Kremlin condiciona reunión Putin-Zelenski a una paz definitiva

El Kremlin mantiene cautela sobre una eventual **reunión Putin-Zelenski**, pese a los nuevos contactos de mediación impulsados por Estados Unidos para intentar abrir una salida a la guerra en Ucrania. Moscú ha señalado que no descarta reanudar conversaciones trilaterales con Kiev y Washington, aunque considera prematuro concretar una cita entre los mandatarios ruso y ucraniano.

El presidente ruso, Vladímir Putin, sostiene que un encuentro directo con Volodímir Zelenski solo tendría sentido si estuviera orientado a formalizar un acuerdo de paz definitivo. De acuerdo con informaciones de prensa, Moscú ha rechazado una cumbre que no cuente con condiciones sustantivas previamente negociadas y que se limite a discutir un alto el fuego prolongado.

La postura del Kremlin surgió tras una reunión de más de tres horas de Putin con Steve Witkoff y Jared Kushner, enviados de la Casa Blanca, el 5 de septiembre en Moscú. Los representantes estadounidenses viajaron al día siguiente a Kiev para reunirse con Zelenski y trasladarle los contenidos de sus conversaciones con la parte rusa.

Contactos con Washington

El portavoz presidencial ruso, Dmitri Peskov, indicó que Rusia no descarta retomar el formato de negociación entre Moscú, Kiev y Washington. Sin embargo, la disposición declarada no implica un calendario confirmado ni una aceptación rusa de las condiciones que pueda presentar Ucrania o de una mediación estadounidense en los términos propuestos por Kiev.

Zelenski afirmó que su Gobierno prepara los siguientes pasos para facilitar conversaciones con Rusia y Estados Unidos, incluso con la posibilidad de que una reunión trilateral ocurra durante septiembre si existe consenso entre las partes. El mandatario ucraniano ha planteado que cuanto antes se inicien las negociaciones, mayores serán las posibilidades de contener la prolongación de la guerra.

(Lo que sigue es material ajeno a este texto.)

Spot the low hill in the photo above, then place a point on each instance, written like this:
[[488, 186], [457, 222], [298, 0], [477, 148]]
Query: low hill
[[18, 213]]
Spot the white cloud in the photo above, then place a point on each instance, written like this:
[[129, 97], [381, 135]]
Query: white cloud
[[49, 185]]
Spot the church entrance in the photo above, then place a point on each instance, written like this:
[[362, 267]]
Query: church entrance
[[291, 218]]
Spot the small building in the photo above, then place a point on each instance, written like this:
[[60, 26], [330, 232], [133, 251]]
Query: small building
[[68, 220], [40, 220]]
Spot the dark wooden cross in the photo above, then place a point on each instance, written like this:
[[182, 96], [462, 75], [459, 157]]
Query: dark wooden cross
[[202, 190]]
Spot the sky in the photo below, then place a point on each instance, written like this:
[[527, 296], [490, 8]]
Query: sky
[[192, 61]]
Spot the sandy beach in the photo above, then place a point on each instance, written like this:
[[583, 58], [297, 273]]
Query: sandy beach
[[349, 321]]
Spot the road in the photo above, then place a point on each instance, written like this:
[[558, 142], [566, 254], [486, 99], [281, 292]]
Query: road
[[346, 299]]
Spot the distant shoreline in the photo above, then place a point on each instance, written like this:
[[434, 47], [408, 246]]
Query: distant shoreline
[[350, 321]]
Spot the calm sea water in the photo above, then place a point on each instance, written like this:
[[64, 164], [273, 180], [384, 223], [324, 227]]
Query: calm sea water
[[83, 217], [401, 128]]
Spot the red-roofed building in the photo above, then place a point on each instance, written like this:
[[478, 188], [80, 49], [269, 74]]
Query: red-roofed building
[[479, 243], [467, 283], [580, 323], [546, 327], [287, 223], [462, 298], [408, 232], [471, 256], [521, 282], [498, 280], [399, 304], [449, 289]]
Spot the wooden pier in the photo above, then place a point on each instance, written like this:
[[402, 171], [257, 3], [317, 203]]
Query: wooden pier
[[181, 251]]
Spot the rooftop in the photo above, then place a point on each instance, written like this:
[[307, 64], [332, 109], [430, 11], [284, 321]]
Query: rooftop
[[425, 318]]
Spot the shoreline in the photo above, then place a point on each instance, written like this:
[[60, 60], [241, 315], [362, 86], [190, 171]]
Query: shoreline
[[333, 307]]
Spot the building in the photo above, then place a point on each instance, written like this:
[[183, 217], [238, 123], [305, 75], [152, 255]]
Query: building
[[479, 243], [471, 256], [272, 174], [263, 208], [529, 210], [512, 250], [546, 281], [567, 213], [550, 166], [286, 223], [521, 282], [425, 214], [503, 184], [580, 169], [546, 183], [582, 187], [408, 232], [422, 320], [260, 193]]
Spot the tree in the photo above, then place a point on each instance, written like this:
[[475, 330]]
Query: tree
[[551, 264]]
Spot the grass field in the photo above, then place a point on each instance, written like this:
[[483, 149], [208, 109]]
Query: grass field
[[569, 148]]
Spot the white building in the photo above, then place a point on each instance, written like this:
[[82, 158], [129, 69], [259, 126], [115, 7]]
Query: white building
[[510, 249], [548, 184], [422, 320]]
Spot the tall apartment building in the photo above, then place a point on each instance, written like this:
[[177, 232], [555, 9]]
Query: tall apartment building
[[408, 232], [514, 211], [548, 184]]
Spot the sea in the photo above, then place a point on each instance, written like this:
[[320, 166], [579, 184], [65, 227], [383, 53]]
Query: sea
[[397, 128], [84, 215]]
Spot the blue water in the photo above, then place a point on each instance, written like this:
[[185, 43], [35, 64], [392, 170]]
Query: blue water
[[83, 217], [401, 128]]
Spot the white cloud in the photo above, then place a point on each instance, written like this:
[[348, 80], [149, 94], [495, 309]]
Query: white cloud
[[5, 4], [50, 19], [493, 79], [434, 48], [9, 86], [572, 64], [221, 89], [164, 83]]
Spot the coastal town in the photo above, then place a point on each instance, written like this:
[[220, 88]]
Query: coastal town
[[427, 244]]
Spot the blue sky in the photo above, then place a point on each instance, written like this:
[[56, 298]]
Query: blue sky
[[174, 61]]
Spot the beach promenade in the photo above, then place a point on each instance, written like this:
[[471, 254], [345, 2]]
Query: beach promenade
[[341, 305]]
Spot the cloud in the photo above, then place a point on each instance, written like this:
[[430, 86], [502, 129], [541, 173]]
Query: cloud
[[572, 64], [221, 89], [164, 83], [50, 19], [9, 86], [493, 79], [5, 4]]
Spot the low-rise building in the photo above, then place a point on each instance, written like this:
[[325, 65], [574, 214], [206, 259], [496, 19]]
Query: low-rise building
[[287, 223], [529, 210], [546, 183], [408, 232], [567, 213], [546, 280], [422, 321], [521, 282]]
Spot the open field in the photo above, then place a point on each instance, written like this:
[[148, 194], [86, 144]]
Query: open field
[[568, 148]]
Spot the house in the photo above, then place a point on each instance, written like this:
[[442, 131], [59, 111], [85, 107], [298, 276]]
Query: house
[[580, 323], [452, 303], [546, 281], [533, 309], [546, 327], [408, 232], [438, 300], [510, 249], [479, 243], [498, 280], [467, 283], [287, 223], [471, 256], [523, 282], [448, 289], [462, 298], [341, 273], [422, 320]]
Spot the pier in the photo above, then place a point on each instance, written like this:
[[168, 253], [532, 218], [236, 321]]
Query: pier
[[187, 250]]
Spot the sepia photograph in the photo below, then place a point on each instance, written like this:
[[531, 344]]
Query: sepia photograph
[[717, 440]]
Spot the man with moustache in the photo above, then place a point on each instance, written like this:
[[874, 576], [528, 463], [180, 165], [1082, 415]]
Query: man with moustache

Guerra y diplomacia en paralelo

El ministro de Exteriores ruso, Serguéi Lavrov, defendió que las operaciones militares y la diplomacia pueden avanzar de forma simultánea. Esa visión refleja una de las principales brechas de la negociación: mientras Kiev busca garantías y un proceso que reduzca los ataques, Moscú afirma que no abandonará sus objetivos militares durante las conversaciones.

Putin había ordenado una pausa de tres días en los ataques contra Kiev y Zelenski adoptó una medida recíproca sobre Moscú para facilitar las visitas de los enviados estadounidenses. La tregua limitada concluyó sin anuncios de acuerdos, mientras persisten las diferencias sobre un alto el fuego, las garantías de seguridad, los territorios ocupados y los términos políticos de una paz duradera.